A week ago I set in Bios Undervolting with PBO disabled. Since then I had only 2 restarts, its better but not gone. Restarts happen when PC is idle longer time (2-5 hours maybe). Never happened when CPU was under load. Really strange...
And now some new info about my cpu.
I didn't get any new WHEA-Loggers (happy about it), but I had 1 restart, it happened only once (5 days ago).
Error in logs: BugCheck 1001 event (The computer restarted after a serious error. Error Code was:0x000000a0...)
Maybe important: 2 days ago I decided to reinstall W10 (anyway I had to make an image, so why not :). Only difference from previous install was that I disconnect from internet when installing windows and after I install all required drivers, then I connected Pc to internet.
First thing I noticed are better temps CPU in Balanced mode. Until now my temps started with 30 and after some load it spiked to 60-65 and then it stayed there even at idle. Which was very strange to me, since with Intel CPU this never happened to me before. When gaming cpu temps were beetwen 70-80.
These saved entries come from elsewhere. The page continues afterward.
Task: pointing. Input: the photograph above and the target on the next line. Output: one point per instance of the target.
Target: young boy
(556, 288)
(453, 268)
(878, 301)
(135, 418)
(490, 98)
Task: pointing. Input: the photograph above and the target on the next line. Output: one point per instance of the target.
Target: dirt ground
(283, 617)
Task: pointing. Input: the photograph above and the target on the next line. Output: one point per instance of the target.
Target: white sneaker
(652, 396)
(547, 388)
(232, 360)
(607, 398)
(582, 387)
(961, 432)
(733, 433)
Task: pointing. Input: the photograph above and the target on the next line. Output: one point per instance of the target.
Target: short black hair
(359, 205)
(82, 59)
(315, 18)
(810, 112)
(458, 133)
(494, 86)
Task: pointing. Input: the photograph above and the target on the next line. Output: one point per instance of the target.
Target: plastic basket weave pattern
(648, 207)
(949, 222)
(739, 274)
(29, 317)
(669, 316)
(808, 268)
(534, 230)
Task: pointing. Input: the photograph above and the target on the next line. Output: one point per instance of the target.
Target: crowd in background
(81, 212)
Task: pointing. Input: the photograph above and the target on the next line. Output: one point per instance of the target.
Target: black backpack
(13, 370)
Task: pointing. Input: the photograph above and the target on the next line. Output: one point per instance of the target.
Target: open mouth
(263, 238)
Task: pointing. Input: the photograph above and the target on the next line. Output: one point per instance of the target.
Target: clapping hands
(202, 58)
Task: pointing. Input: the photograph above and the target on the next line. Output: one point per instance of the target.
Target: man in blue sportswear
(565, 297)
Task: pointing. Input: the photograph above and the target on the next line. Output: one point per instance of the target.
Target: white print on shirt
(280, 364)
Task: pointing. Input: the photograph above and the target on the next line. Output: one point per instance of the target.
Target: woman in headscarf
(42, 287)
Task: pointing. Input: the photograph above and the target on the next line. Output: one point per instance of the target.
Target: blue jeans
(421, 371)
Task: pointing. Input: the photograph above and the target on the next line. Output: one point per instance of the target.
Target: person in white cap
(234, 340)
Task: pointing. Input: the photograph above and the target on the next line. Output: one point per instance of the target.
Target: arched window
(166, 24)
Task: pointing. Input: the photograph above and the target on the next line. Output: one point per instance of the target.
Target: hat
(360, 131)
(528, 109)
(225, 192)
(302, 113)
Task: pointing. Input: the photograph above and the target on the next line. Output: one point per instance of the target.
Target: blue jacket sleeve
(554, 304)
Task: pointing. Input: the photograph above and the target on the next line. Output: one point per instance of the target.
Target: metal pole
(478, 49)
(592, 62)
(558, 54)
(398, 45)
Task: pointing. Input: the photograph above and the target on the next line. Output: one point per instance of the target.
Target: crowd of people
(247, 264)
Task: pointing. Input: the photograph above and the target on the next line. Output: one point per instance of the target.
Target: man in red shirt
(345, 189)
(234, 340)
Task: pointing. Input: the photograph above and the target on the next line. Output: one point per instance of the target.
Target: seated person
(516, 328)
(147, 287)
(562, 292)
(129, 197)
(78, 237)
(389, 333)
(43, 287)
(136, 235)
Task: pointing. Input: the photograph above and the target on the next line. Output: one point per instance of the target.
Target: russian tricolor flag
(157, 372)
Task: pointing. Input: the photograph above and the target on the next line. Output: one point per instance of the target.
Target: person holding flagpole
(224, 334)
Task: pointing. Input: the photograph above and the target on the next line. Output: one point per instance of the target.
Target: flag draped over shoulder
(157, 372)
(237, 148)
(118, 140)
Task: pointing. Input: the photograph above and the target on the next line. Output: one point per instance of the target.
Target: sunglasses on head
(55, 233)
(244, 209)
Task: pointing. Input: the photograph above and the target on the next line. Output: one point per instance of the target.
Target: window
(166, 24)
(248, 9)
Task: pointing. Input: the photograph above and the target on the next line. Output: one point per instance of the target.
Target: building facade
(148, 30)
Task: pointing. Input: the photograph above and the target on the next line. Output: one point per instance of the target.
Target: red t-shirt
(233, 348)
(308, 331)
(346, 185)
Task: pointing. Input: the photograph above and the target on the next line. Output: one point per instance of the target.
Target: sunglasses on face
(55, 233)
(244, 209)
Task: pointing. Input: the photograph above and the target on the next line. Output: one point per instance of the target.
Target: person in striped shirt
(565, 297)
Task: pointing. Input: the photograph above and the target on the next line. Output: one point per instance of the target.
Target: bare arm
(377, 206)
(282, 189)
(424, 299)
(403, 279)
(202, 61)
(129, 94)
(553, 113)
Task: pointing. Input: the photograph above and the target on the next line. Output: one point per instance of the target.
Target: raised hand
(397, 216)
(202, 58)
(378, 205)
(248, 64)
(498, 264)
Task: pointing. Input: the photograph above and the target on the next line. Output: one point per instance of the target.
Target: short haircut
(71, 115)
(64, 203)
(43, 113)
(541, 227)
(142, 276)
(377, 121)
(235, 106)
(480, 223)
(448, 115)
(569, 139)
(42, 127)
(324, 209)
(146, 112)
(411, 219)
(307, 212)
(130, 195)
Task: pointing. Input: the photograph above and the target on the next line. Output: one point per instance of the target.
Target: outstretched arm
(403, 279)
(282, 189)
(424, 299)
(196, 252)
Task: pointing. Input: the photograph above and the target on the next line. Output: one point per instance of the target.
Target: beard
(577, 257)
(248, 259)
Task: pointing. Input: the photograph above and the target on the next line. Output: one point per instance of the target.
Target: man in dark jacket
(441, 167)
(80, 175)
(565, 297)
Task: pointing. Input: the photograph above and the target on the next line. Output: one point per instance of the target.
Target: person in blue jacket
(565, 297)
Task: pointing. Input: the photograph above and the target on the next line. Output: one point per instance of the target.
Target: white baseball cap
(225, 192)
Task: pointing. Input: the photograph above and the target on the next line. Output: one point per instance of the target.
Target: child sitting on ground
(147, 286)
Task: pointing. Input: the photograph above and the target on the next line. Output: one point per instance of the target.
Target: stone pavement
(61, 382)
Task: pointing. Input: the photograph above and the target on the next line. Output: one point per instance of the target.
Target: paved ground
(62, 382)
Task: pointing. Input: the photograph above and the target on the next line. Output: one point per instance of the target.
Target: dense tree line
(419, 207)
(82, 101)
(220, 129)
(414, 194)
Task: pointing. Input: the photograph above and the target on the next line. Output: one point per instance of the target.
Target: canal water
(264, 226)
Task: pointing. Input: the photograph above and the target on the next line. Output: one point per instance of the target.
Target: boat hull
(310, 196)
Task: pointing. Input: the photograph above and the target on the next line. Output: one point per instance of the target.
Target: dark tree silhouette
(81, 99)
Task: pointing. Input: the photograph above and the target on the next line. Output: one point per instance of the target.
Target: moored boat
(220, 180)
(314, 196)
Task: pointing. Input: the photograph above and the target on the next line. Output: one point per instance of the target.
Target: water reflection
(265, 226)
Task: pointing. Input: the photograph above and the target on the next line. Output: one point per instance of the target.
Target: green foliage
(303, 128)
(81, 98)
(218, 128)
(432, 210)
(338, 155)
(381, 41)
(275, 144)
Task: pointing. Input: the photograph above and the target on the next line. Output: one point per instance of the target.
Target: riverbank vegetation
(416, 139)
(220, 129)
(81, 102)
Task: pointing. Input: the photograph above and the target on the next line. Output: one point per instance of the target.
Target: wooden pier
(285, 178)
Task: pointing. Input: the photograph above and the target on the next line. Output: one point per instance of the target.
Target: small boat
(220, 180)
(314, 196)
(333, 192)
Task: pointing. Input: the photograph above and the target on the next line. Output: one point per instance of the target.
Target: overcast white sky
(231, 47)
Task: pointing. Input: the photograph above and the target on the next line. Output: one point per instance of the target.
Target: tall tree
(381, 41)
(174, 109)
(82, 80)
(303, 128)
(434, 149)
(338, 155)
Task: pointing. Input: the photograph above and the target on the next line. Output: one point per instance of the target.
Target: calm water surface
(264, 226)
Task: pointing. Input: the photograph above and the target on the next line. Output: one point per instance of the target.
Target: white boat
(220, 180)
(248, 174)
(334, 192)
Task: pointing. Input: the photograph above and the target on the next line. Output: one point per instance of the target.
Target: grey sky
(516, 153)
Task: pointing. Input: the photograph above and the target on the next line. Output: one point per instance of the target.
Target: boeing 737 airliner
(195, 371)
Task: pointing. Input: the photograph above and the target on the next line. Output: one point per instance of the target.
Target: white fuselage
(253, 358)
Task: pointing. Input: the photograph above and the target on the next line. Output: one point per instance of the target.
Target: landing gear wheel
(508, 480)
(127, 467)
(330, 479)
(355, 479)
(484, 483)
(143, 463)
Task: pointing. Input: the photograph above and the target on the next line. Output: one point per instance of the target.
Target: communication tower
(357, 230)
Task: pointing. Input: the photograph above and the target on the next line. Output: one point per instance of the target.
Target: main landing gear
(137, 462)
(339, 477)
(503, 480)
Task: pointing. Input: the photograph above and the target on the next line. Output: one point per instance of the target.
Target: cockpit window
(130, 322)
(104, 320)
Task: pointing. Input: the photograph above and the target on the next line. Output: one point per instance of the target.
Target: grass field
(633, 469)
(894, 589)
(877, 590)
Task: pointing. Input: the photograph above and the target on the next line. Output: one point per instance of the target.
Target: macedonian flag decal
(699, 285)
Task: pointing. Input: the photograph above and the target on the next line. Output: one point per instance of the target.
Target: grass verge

Now temps of CPU are moving beetwen 30 (idle), 40-60 (under small load), 60-70 (under load), at longer loads maybe peaks to 80, but goes quickly back to 70. Main thing is that after I stoped playing or doing havy stuff and went back to idle , CPU temps returns to 30 degrees. I think this is big difference that could also have influence on whea events restarts... any thought from you guys about temps?
I tried CB23 on stock settings (undervolted and xpm enabled as i had it from the start):
MC score:21508, SC score:1611,1631 . Dont know if this is good, since many guys uses different ver of CB, maybe some of you can tell me.
Picture about temps:
People need to stop directly comparing Intel and AMD cpus as if they are built the exact same way. Zen cpus are by DESIGN meant to run hot. Temps even up to 90-95C are considered within specs.
Hi Anthos,
I guess you didnt understand my comparison well. I am not trying and I didint want to compare temps on generally , how hot can be amd od intel cpu.
I am saying that at idle cpu temps were to high. If you would read my post well, you would understand what i was trying to explain about my situation
This thread is about Whea errors.. so my reply is related to this ,not comparising! I am just trying to understand if temps can make difference...
@B_JuniorSo would you say reinstalling windows wihtout connecting to the internet and manually installing drivers helps? It would be great to know because im encountering the same issue with my 3600 and 5700XT. Did everything to fix the issue and reinstalling would be the only thing left before a RMA of the Hardware. I tried to fix the issue for 1 year(!) and no new driver helped.